Bojonegoro, Transisinews.com – Sebanyak 8,3 juta batang rokok ilegal dimusnahkan Kantor Bea Cukai Bojonegoro dari hasil sembilan penindakan selama periode Agustus hingga Desember 2025. Sebagian besar rokok ilegal tersebut diangkut dari luar Bojonegoro dan Tuban menuju daerah pemasaran di luar Jawa Timur, bahkan hingga luar Pulau Jawa.
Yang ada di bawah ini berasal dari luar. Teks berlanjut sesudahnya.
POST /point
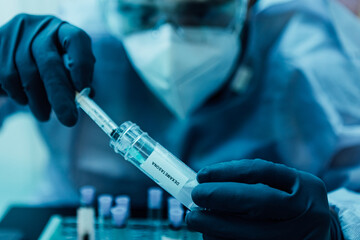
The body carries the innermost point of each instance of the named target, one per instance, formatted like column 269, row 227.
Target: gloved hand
column 32, row 69
column 256, row 199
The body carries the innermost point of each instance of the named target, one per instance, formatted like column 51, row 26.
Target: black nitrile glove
column 32, row 69
column 256, row 199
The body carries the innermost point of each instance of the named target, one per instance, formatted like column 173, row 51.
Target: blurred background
column 23, row 154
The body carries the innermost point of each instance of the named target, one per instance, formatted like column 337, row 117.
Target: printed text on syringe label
column 167, row 175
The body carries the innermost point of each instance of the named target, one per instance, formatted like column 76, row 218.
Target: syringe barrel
column 156, row 162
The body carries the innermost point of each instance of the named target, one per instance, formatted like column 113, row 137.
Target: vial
column 154, row 204
column 155, row 161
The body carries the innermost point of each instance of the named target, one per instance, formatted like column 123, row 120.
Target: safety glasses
column 129, row 16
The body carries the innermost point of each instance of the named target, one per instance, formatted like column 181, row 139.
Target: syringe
column 94, row 111
column 146, row 154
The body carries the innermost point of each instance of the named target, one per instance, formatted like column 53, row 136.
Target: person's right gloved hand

Kepala Bea Cukai Bojonegoro, Iwan Hermawan, mengatakan bahwa perpindahan barang umumnya memanfaatkan jalur darat yang melintasi wilayah strategis Bojonegoro. Peningkatan jumlah barang bukti yang dimusnahkan menunjukkan bahwa peredaran rokok ilegal masih cukup marak, hal ini menggambarkan pengawasan yang dilakukan petugas semakin optimal.
“Rokok ilegal ini sering kali berganti-ganti merek dan desain kemasan untuk mengecoh petugas. Ada pula yang memakai merek pelesetan atau mendekati merek resmi,” ungkap Iwan, Rabu (10/12/2025).
Iwan menambahkan, beberapa kasus yang ditindak telah mengarah pada proses hukum dan bahkan telah diputus oleh pengadilan. Namun demikian, masih banyak pula yang sulit ditelusuri karena rantai distribusi terputus atau menggunakan jasa pengiriman.
Bea Cukai Bojonegoro mengajak masyarakat untuk aktif mendukung pemberantasan rokok ilegal. “Mohon kerja sama dari masyarakat. Jangan membeli atau mengedarkan rokok ilegal, dan laporkan jika melihat indikasi peredarannya,” pungkasnya.